Last night I went to the (Ford) Centre to see Ladysmith Black Mambazo. I went on something of a whim, having enjoyed their work on Paul Simon’s Graceland, but otherwise knowing very little about them.
It turns out that they have a long and remarkable history in South Africa. Read the Wikipedia entry for all the details, but suffice it to say that they deserve their status as ambassadors to the world. Their music was simultaneously foreign and beautiful, seeming to me to be the proto-music for many Western styles.
I think it’s ill-advised for Caucasian Canadians to break out all of their Africana on the night the South African band comes to town. There were massive dangling bead earrings, bizarre animal print jackets and, the worst example, some short white guy wearing a shirt like this.

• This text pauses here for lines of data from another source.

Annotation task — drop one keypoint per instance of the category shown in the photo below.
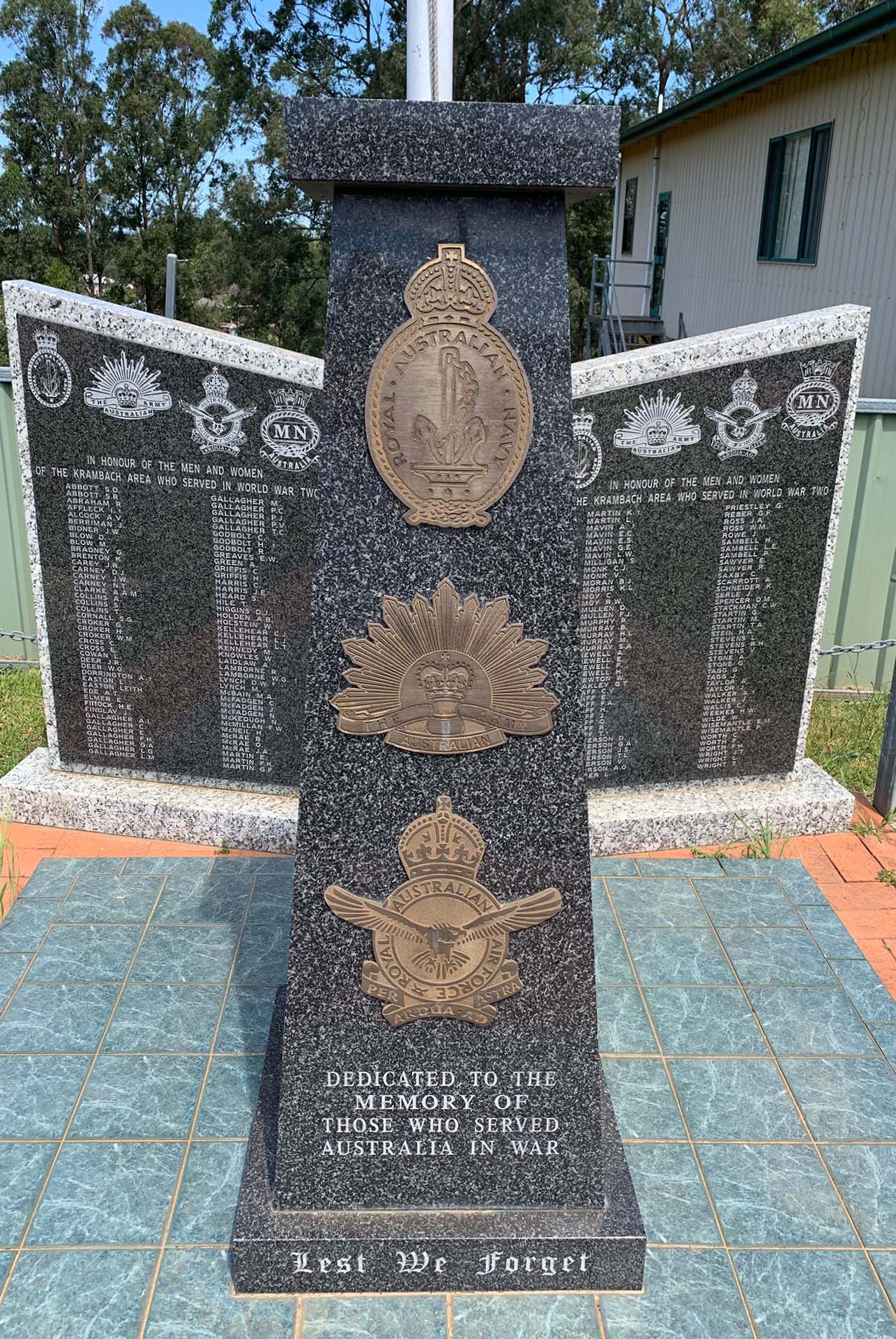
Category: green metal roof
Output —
(862, 27)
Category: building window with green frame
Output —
(628, 216)
(794, 192)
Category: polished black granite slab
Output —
(174, 532)
(704, 505)
(492, 145)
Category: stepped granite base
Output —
(429, 1250)
(244, 820)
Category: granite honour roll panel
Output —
(172, 501)
(706, 505)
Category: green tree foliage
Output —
(173, 139)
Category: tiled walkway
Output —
(747, 1045)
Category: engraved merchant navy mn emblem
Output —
(288, 433)
(47, 372)
(446, 678)
(812, 406)
(449, 407)
(441, 939)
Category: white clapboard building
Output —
(770, 193)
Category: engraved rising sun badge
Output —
(441, 939)
(445, 678)
(449, 407)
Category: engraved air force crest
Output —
(445, 678)
(449, 407)
(441, 939)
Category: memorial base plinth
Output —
(244, 820)
(718, 812)
(404, 1250)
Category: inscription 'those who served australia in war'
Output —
(449, 407)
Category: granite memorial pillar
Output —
(433, 1113)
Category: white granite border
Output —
(148, 330)
(36, 793)
(807, 803)
(734, 347)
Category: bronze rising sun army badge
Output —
(441, 939)
(449, 407)
(445, 678)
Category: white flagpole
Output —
(430, 50)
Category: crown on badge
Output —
(743, 390)
(441, 842)
(46, 339)
(819, 368)
(289, 397)
(453, 285)
(216, 386)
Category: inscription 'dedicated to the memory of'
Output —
(439, 1113)
(176, 504)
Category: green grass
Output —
(22, 717)
(845, 736)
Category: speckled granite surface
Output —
(540, 1054)
(665, 817)
(493, 145)
(710, 478)
(36, 793)
(169, 556)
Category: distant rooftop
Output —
(851, 33)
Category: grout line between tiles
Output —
(681, 1112)
(798, 1109)
(81, 1093)
(169, 1218)
(602, 1329)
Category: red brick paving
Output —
(845, 867)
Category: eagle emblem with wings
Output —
(441, 939)
(740, 425)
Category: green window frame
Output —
(794, 190)
(630, 205)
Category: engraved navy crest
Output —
(47, 374)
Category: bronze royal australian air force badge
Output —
(449, 407)
(441, 939)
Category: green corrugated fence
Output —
(862, 605)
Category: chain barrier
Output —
(881, 644)
(17, 636)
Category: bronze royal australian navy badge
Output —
(449, 407)
(445, 678)
(441, 939)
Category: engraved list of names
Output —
(702, 538)
(174, 524)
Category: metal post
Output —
(430, 50)
(886, 787)
(170, 285)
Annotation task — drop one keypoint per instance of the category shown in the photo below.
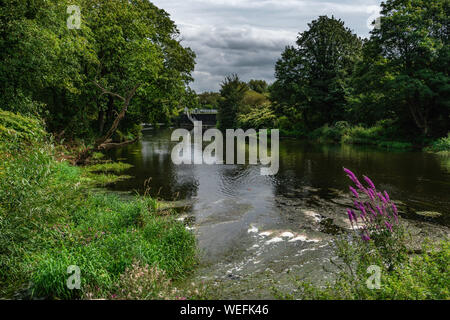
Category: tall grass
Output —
(51, 219)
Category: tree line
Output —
(125, 65)
(397, 79)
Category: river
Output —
(259, 232)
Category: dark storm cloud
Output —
(247, 36)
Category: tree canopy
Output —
(312, 78)
(49, 69)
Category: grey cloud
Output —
(248, 36)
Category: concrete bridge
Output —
(208, 117)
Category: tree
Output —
(411, 51)
(232, 93)
(49, 69)
(209, 100)
(312, 79)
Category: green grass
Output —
(115, 167)
(441, 146)
(50, 218)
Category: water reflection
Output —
(419, 179)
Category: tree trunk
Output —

Now I understand that 20th-century fashion has plundered all corners of the world. That’s how fashion works, and I don’t object. In fact, I applaud the people who bypass the Gap and express their individuality through their clothes.
However, it’s not like wearing a Canucks jersey to a hockey game. The night that Ladysmith Black Mambazo is in town is in fact the one night you want to leave your African clothes at home. To me, wearing your Arfricana says to the performers “see, I’m the same as you.” When, in fact, the evening should be about celebrating difference.
Maybe I’ve got this all wrong — what you think?